Milei has been called a “market anarchist.” And in addition to “hating” the traditional political “caste” (as it refers to the politicians who have governed Argentina), “hates” the devalued Argentine peso as he has pointed out on several occasions. Therefore, it aims apply dollarization in your countrywhich has brought thousands of controversies over what these types of measures that other Latin American countries such as Ecuador have applied could mean for the local and regional economy.

“Today begins the end of Argentine decline. The impoverishing model of the omnipresent State is ending,” said Milei in the celebration of his victory over Sergio Massa, the so-called “super minister” and staunch defender of the figure of the State, quite the opposite of the thoughts of the “libertarian” candidate.

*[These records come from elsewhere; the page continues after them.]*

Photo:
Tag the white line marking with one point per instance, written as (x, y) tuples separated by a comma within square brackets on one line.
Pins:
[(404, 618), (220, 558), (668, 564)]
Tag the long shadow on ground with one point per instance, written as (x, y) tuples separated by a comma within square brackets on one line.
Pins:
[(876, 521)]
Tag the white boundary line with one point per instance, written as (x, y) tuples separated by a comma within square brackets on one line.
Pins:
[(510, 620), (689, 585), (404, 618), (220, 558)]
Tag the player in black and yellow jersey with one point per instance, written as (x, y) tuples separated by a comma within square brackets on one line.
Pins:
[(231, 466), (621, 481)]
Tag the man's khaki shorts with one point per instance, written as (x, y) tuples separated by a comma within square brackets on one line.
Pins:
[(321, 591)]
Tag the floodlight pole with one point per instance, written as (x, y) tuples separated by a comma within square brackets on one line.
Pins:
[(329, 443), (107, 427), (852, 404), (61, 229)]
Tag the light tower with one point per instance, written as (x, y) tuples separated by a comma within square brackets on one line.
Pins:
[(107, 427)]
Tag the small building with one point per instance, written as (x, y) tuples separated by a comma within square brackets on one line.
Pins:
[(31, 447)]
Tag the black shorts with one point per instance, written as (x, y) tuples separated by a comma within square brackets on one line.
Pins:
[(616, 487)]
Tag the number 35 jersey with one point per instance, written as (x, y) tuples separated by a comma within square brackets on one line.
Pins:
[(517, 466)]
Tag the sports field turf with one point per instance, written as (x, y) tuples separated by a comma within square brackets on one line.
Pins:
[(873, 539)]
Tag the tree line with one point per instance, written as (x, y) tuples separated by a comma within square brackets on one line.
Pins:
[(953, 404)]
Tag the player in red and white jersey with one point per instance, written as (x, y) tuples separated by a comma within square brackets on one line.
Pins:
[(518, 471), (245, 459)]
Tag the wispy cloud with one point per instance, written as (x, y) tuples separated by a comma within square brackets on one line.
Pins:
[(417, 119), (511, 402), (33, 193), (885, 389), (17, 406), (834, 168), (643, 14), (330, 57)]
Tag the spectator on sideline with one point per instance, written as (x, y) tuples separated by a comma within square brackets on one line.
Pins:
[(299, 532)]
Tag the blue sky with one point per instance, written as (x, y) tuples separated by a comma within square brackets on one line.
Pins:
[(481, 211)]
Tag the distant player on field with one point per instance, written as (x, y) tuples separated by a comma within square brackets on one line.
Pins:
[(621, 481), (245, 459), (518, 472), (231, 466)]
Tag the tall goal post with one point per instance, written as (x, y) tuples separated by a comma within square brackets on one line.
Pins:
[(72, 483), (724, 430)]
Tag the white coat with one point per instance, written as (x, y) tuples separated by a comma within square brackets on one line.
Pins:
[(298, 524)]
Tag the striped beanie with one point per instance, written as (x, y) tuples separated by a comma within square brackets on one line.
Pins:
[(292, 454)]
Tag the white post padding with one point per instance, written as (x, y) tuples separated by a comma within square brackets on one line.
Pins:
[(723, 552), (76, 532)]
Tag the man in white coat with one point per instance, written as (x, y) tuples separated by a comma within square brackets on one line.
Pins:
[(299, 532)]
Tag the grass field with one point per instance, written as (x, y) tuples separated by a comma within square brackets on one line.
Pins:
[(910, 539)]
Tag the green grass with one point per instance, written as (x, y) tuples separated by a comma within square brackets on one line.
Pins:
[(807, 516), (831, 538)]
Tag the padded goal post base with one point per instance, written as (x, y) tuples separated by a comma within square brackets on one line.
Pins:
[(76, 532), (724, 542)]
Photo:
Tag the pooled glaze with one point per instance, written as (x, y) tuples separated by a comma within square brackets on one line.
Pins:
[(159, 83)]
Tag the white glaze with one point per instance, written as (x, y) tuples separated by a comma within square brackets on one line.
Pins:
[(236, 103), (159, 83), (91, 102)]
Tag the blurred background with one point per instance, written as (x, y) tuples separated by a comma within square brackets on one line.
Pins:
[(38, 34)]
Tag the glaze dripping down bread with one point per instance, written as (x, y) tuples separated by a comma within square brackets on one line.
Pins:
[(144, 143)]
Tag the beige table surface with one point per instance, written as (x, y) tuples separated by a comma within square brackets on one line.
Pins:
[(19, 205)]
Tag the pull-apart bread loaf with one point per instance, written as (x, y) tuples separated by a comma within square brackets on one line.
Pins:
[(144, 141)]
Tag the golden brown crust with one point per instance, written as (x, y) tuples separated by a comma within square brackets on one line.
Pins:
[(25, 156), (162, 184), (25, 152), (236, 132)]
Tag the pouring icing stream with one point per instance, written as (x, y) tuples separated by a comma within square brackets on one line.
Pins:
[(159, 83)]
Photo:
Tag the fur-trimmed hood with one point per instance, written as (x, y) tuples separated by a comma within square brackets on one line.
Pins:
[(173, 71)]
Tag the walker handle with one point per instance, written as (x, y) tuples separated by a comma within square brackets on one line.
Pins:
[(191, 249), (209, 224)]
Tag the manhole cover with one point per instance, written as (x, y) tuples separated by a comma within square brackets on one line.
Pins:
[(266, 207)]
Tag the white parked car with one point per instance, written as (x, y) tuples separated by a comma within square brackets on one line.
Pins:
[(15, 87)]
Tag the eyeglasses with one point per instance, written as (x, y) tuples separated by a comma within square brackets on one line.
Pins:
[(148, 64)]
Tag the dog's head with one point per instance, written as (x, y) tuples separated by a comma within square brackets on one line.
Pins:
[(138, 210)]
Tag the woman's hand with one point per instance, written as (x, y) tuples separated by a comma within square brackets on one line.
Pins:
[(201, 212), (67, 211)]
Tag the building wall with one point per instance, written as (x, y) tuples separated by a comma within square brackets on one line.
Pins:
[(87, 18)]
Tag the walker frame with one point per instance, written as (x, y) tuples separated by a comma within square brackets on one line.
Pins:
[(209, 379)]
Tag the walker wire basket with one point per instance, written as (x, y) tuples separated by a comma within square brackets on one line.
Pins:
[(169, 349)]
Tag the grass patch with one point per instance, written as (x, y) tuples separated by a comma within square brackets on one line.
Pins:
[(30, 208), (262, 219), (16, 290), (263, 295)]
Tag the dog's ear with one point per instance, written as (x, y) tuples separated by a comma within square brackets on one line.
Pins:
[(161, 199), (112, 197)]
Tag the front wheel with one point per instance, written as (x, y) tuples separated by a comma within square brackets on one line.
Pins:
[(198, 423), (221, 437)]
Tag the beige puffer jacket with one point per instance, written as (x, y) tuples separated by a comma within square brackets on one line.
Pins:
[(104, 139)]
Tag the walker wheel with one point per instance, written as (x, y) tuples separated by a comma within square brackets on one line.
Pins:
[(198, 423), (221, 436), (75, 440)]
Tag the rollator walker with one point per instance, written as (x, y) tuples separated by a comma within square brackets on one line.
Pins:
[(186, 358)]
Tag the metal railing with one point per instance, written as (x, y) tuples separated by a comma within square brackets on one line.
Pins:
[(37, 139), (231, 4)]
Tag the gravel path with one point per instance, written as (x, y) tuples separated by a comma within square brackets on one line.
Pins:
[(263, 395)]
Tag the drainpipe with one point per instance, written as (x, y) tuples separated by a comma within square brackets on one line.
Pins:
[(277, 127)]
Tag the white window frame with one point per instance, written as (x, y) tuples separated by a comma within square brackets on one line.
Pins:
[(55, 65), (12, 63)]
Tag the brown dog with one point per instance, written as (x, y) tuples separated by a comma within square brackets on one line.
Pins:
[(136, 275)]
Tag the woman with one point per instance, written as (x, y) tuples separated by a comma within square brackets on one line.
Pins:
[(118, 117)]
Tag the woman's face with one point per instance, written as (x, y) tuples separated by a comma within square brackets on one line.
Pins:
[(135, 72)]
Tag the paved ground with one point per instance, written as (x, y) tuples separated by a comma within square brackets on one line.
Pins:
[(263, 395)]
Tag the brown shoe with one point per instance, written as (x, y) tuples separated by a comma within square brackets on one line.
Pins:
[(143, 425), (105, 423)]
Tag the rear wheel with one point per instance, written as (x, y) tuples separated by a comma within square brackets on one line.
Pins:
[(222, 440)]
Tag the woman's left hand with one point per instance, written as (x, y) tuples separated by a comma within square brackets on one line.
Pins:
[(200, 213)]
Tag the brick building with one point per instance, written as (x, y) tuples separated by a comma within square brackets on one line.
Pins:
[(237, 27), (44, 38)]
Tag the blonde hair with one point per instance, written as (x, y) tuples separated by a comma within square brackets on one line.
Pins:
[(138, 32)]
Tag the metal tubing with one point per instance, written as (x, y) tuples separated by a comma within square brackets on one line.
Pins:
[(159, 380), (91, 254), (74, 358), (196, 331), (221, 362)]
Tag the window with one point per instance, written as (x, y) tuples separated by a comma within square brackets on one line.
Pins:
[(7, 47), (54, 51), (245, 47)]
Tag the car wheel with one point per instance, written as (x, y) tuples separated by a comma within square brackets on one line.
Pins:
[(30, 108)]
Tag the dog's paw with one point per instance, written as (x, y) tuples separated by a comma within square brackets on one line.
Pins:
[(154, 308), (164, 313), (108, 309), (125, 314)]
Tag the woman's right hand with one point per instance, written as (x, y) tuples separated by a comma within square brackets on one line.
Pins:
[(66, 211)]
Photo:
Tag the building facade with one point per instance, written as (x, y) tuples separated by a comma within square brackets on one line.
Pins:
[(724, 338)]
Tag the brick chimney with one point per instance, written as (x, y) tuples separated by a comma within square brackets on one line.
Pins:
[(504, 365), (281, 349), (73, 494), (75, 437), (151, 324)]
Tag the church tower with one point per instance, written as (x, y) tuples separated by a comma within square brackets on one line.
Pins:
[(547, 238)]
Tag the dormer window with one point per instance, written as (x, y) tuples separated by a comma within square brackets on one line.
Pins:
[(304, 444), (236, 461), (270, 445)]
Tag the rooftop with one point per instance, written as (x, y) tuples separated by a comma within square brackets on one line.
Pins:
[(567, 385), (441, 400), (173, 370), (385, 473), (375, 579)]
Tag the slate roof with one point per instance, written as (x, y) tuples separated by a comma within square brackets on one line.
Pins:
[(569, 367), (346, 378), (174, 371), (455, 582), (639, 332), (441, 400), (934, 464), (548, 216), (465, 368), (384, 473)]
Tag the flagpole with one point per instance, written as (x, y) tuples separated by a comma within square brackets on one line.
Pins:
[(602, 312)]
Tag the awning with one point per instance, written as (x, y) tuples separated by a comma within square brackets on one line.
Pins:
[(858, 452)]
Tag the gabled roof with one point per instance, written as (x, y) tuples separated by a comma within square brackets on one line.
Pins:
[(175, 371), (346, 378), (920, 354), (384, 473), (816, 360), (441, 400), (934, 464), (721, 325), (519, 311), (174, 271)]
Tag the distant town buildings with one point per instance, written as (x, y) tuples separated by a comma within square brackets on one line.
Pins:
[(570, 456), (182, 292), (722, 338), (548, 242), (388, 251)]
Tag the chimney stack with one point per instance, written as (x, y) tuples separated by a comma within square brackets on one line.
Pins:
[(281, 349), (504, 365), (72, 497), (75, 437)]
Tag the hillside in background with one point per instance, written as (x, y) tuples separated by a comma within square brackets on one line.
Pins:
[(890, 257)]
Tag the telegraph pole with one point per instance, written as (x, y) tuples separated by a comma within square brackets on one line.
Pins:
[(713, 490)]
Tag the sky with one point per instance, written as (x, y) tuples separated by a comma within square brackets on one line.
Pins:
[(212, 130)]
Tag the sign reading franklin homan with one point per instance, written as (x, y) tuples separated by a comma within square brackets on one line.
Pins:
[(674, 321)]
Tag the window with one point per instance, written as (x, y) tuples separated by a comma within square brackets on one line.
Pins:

For Milei, the culprits of the current crisis that the Latin American country is experiencing are the State and the Central Bank. “When I talk about burning the Central Bank it is not a metaphor, I want to dynamit it, but this is literal. That is, make it implode and leave all the rubble behind,” said the economist during his campaign. But all this ideology has an origin.

The origin of Milei’s economic thought

Milei has a line of economic thought anchored to the postulates of the Austrian School. We are referring to a school of heterodox economic thought based on “methodological individualism” created in 1871 with the Carl Menger’s principles of economics.

However, it was not until 1974, when Friedrich Hayek, an economist from the Austrian School, won the Nobel Prize in Economics in 1974, that this school gained strength and marked the ideological reference for the defenders of economics. “free market” and “private property” where the figure of Javier Milei enters as one of the followers.

infected by Murray Rothbardone of the great exponents of this current and who coined the term ‘anarchocapitalism’ in the 1950s (which proposed the “abolition of the state in favor of individual sovereignty”), Milei took this reference to build the core of his thinking and his country project as the new president of Argentina.